Get your coupon freak on
A question I’ve often asked myself: If you have to spend money to “save” money have you really “saved” anything?
Something tells me Benjamin Franklin would say, “no.” Saving is saving and spending is spending and never the twain shall meet.
Last night we went to visit some friends we hadn’t seen for a while. We handed over our coats, settled in and made idle chit chat while their kids ran around screaming.
I’m not sure when it happened, but at one point our hostess disappeared and starting fiddling around in their pantry. She left the pantry door open and I peaked inside. My first thought was, “Wow. Look at the size of that thing.” My second thought, however, was, “Look at all that stuff!”
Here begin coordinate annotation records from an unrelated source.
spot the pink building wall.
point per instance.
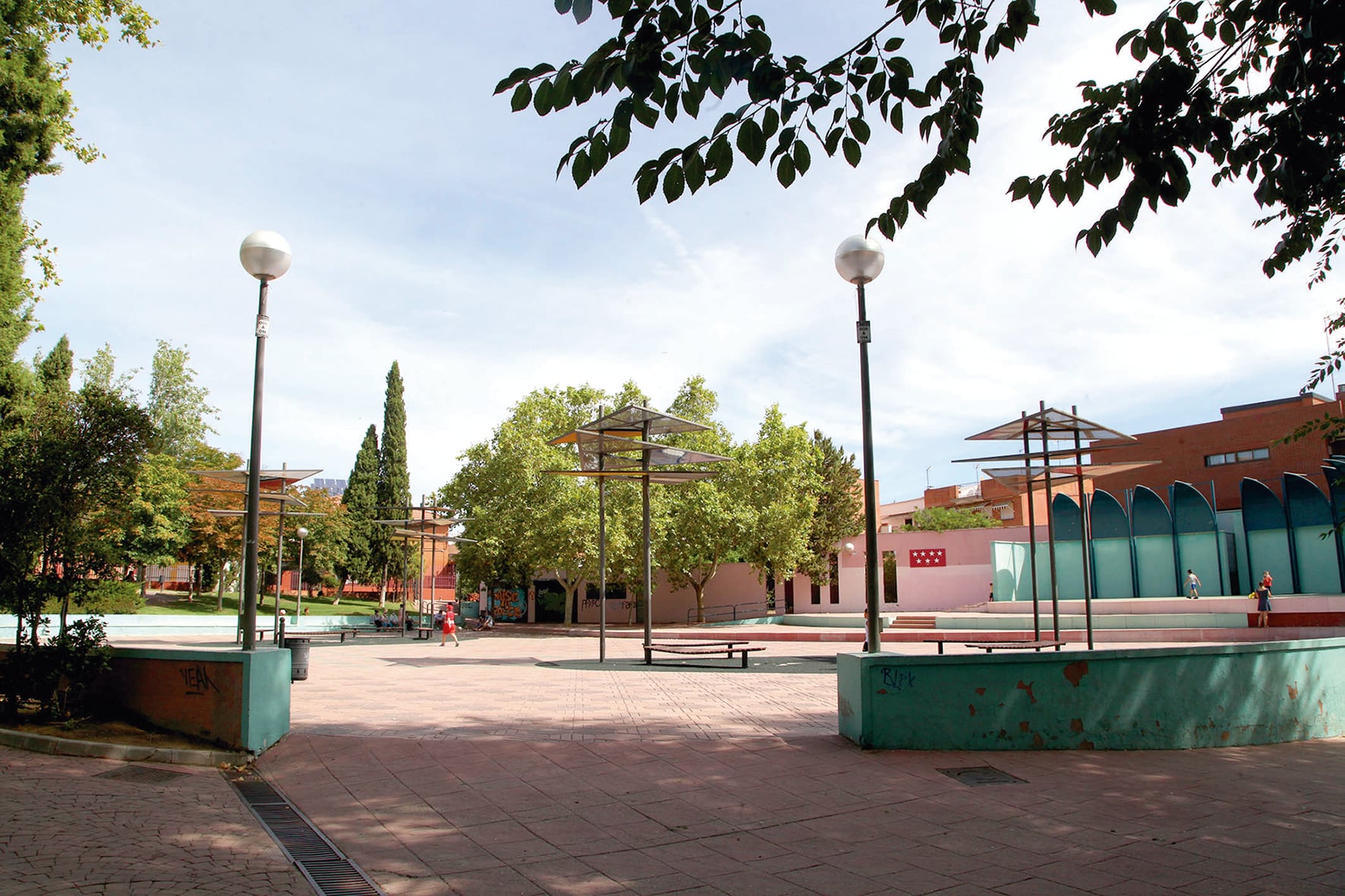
(965, 579)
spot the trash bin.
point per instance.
(298, 649)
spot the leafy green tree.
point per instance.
(526, 521)
(158, 523)
(395, 479)
(212, 539)
(36, 115)
(54, 370)
(946, 518)
(101, 370)
(329, 539)
(839, 511)
(776, 480)
(358, 561)
(177, 405)
(701, 525)
(69, 474)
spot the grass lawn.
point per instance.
(174, 603)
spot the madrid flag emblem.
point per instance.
(930, 558)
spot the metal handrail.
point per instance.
(729, 611)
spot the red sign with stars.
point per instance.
(930, 558)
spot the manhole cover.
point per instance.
(143, 775)
(977, 775)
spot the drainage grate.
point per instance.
(319, 860)
(978, 775)
(143, 775)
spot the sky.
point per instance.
(428, 228)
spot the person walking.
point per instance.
(1263, 605)
(449, 627)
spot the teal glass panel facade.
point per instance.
(1113, 558)
(1315, 558)
(1197, 539)
(1268, 536)
(1156, 565)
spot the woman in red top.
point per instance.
(449, 627)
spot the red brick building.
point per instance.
(1244, 442)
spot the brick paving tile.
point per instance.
(571, 778)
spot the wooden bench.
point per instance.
(1013, 645)
(320, 633)
(701, 649)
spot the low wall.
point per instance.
(235, 699)
(1146, 699)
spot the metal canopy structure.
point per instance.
(273, 485)
(604, 448)
(1047, 426)
(423, 529)
(1054, 424)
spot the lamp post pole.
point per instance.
(299, 598)
(860, 261)
(265, 256)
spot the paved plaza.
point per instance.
(518, 765)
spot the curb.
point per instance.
(124, 753)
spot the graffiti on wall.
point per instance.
(507, 605)
(195, 680)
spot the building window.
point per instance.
(890, 576)
(1238, 457)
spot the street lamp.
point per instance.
(264, 255)
(299, 600)
(860, 261)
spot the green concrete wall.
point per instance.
(1157, 699)
(177, 688)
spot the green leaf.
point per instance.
(852, 151)
(644, 113)
(543, 99)
(695, 171)
(672, 184)
(720, 158)
(518, 74)
(802, 158)
(581, 168)
(522, 96)
(644, 184)
(751, 142)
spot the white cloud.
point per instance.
(428, 228)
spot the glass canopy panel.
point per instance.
(1059, 424)
(271, 479)
(635, 417)
(660, 475)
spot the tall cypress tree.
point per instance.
(361, 499)
(395, 478)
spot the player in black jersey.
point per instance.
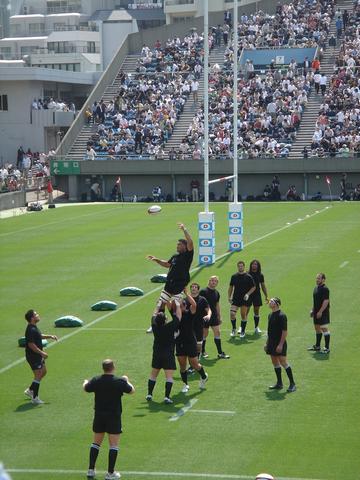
(241, 287)
(255, 298)
(108, 391)
(321, 314)
(165, 333)
(186, 348)
(35, 356)
(179, 269)
(213, 297)
(202, 315)
(276, 345)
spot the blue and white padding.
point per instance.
(206, 228)
(235, 217)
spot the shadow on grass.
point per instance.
(320, 357)
(275, 395)
(24, 407)
(227, 257)
(180, 400)
(248, 340)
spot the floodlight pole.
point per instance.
(206, 219)
(206, 107)
(235, 214)
(235, 102)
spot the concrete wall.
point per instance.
(307, 175)
(12, 200)
(109, 31)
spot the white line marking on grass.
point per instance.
(21, 360)
(55, 223)
(85, 327)
(150, 474)
(220, 412)
(104, 329)
(180, 413)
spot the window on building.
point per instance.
(15, 29)
(91, 47)
(36, 28)
(3, 103)
(63, 6)
(27, 49)
(58, 27)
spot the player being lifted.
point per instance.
(179, 266)
(241, 287)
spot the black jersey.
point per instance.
(258, 280)
(180, 266)
(242, 283)
(32, 335)
(202, 306)
(164, 335)
(321, 293)
(277, 322)
(108, 391)
(213, 298)
(186, 327)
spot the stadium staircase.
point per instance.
(182, 125)
(311, 113)
(78, 149)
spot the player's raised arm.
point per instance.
(163, 263)
(190, 244)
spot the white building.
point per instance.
(54, 49)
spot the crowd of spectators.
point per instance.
(270, 104)
(270, 107)
(51, 104)
(31, 169)
(141, 117)
(337, 129)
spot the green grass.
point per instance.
(61, 261)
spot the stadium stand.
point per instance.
(337, 129)
(291, 128)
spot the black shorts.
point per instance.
(271, 350)
(241, 302)
(324, 320)
(256, 300)
(213, 322)
(107, 422)
(35, 361)
(174, 288)
(186, 349)
(198, 330)
(165, 360)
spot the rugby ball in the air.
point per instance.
(154, 209)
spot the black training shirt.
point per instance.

On those pantry shelves was an amazing accumulation of stuff. It looked very much like a well-stocked grocery store. There were multiples of every item. Five boxes of Cherrios, five boxes of Frosted Flakes, five boxes of Fruit Loops, and multiples on practically every other item as well, like Dow Scrubbing Bubbles, shampoo, deodorant, Rice-A-Roni, air freshners and much, much more.
“Holy cow,” I said. “You have your own little mini-mart in there!”
The wife of a fireman who works 48-hour shifts, our friend has had some interesting hobbies and habits as she spends a rather unusual amount of time home alone. She has always really been in to watching TV. She has all the channels and a DVR and has made it a way of life.
But now, she explained to us, she has a new hobby. It’s known as couponing. My web browser may not understand the word (and highlights it as misspelled) but punch it in a search engine and you’ll see that the internet certainly does.
“It’s a great way to save money,” she said, “especially if you aren’t picky about what you get.”
So it’s her new hobby. Her latest obsession. She says she can often go hours at it and gets things she doesn’t even need. (I even saw containers of anti-constipation stuff.) She also admitted that she’s spending money to get some of these deals – like “buy one get one free” or “save 50 cents on purchase,” etc.
Is it just me or does that sound a bit nuts? Spending money to get things you don’t really need and sometimes things you don’t even want. And I couldn’t help but notice that a lot of the things she gets are highly processed and/or full of chemicals. Ugh.
I’ve heard modern lore that if you apply yourself, do it intelligently and put in the time, couponing can lead to cart-loads of deals. I’ve heard of $125 trips that we completely free. I admit if it is usable stuff that I’d otherwise mostly want then that’s probably pretty cool. No doubt it would be a more productive use of my time than sitting on my ass.
So my friend has a hobby and like most hobbies, it isn’t too surprising if it ends up costing a bit of money. If she enjoys it as such then good for her.
When we left their house that night she loaded us down with four bags of stuff. I tried to refuse but she wouldn’t take no for an answer. We had breakfast cereal (although she kept the Fruit Loops for herself, dammit), scrubbing bubbles, body wash, deodorant, and chicken-flavored Rice-A-Roni. Since we’re vegetarian we gave the Rice-A-Roni to the gerbil who seemed quite excited to have a free meal and immediately made himself a box.